それから、オレはあることが気になって、隣にいる女性に目をやった。
「どうしたの?」
「いえ、海外にいらしたのかな、とか?」
目の前の女性はどう見ても日本人だ。
けれど、話す日本語は片言が少し混じっているのが少しだけ気になった。
すると女性は「だよね……」と苦笑を浮かべた。
「ええ、そうなの。つい最近、こっちに帰ってきたの。忘れないように向こうでも日本語は使っていたんだけど……やっぱり影響出ちゃうか。変だった?」
「いえ、全然。

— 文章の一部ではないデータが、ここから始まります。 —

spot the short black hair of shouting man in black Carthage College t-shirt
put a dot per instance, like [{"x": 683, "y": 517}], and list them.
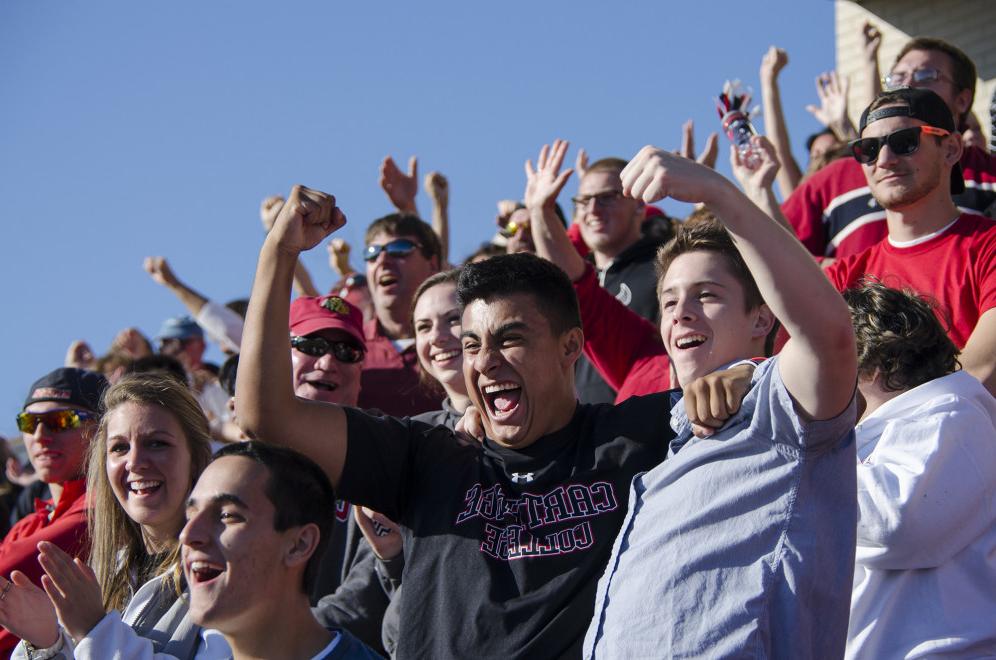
[{"x": 509, "y": 274}]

いつから向こうに?」
気さくに答えてくれる女性に聞いてみると、女性は唇に人差し指を当て、どのくらいかと思い起こしていた。
「私が学生の頃だから、もう二十年以上前ね」
「二十年…………」
どうしてか、奇妙な既視感を覚えた。
「どうして、あんな場所に。ただ迷い込んだだけですか?」
「……知人に会いに来たの。学生の頃の、ね。まあ、盛大に迷子になって、辿り着けなかったけれど」
「場所は?」
女性はその場所を教えてくれる。
そこはオレと先生が住んでる町だった。
『次は〜』
電車内に次の駅のアナウンスが響き渡る。
気付けばあと少しで、女性が降りなければならない駅だ。
「どんな……人なんですか?」
既視感がより、濃くなる。
女性はオレの躊躇いの混じる質問に、どう答えるか……。
考えるように目を伏せ――
「――――真っ白な人。静かでぶっきらぼうに見えて……けど、とても素敵な人」
その記憶を懐かしむような、慈しむような声で、女性は言う。
その姿に、あの絵に描かれた女性の姿が、うっすらと、重なって見えた気がした。